Over 70% of global organisations are developing AI applications

Failure to prioritise testing and integrate generative AI tools raises concerns as agentic AI adds pressure.

Applause has released the results of its third annual State of Digital Quality in AI Survey, revealing that, despite widespread investment in AI, only a third of organisations employ rigorous testing practices like red teaming to reduce risks, and just over half leverage productivity-boosting generative AI (Gen AI) tools in software development. Over 70% of developers and QA professionals surveyed said their organisation is currently developing AI applications and features, with 55% stating that chatbots and customer support tools are the main AI-powered solutions being built.

The global survey of more than 4,400 independent software developers, QA professionals and consumers explored common AI use cases, tools and challenges, as well as user experiences and preferences. The key findings revealed that many organisations are not embedding the most effective QA measures into the software development lifecycle (SDLC), dramatically reducing quality and ROI.

For example, over half of the software professionals surveyed believe Gen AI tools boost their productivity significantly – as high as 49% to 74%. Yet, 23% of software professionals say their integrated development environment (IDE) lacks embedded Gen AI tools. A further 16% aren’t sure if the tools are integrated with their IDE, while another 5% claimed that they have no IDE. Regardless, GitHub Copilot (37%) and OpenAI Codex (34%) are still the AI-powered coding tools of choice.

AI testing needs the human touch

With the rise of agentic AI, which makes decisions and performs actions autonomously without human oversight, rigorous testing throughout the SDLC is more critical than ever. Human intervention provides the most effective way to mitigate inaccuracy, bias, toxicity and other potential harms. The survey revealed the top AI QA activities that involve human testing include prompt and response grading (61%), UX testing (57%) and accessibility testing (54%). Humans are also essential in training industry-specific or niche models; 41% of developers and QA professionals lean on domain experts for AI training. However, only 33% of developers and QA professionals employ red team testing, an adversarial testing methodology and best practice to help mitigate the risks.

Consumer issues persist

Although businesses are investing heavily in AI to enhance customer experiences and reduce operational costs, flaws are still reaching users. Nearly two-thirds of consumers using Gen AI in 2025 reported they encountered some sort of issue with the experience, including biased responses (35%), hallucinations (32%) and offensive responses (17%). Within the past three months, only 35% reported that they have not encountered any problems using Gen AI. That said, 78% of consumers stated that multimodal functionality is important to them in a Gen AI tool, compared with 62% last year. The survey also found that Gen AI users are fickle with 30% having swapped one service for another, and 34% preferring different Gen AI services for different tasks.
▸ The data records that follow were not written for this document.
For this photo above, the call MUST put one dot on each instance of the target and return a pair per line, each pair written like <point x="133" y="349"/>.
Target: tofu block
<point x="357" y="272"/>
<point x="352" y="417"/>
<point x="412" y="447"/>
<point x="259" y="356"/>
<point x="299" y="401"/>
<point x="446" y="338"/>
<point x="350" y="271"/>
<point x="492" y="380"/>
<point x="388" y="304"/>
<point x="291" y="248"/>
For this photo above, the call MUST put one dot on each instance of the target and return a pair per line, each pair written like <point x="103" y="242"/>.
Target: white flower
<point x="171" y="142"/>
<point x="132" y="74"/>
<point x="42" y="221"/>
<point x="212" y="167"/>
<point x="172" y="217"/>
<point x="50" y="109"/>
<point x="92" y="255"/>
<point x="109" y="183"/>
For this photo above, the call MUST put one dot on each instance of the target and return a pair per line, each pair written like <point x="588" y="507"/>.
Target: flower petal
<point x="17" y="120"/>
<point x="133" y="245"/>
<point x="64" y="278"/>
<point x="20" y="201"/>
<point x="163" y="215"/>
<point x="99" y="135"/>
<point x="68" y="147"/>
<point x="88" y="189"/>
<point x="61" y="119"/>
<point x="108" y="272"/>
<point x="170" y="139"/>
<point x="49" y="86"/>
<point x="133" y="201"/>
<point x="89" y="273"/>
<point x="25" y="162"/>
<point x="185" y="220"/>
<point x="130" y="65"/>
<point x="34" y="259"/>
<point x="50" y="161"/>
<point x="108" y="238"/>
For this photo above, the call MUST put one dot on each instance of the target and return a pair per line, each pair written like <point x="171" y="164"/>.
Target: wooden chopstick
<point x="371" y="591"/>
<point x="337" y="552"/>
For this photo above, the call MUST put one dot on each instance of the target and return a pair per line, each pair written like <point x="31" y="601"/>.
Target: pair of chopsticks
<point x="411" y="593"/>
“The results of our annual AI survey underscore the need to raise the bar on how we test and roll out new generative AI models and applications,” said Chris Sheehan, EVP of High Tech & AI, Applause. “Agentic AI is ramping up at a speed and scale we could hardly have imagined, so the risks are now amplified. Our global clients are already ahead of the curve by baking broad AI testing measures into development earlier, from training models with diverse, high-quality datasets to employing testing best practices like red teaming.”

Sheehan continued, “While every generative AI use case requires a custom approach to quality, human intelligence can be applied to many parts of the development process including model data, model evaluation and comprehensive testing in the real world. As AI seeps into every part of our existence, we need to ensure these solutions provide the exceptional experiences users demand while mitigating the risks that are inherent to the technology.”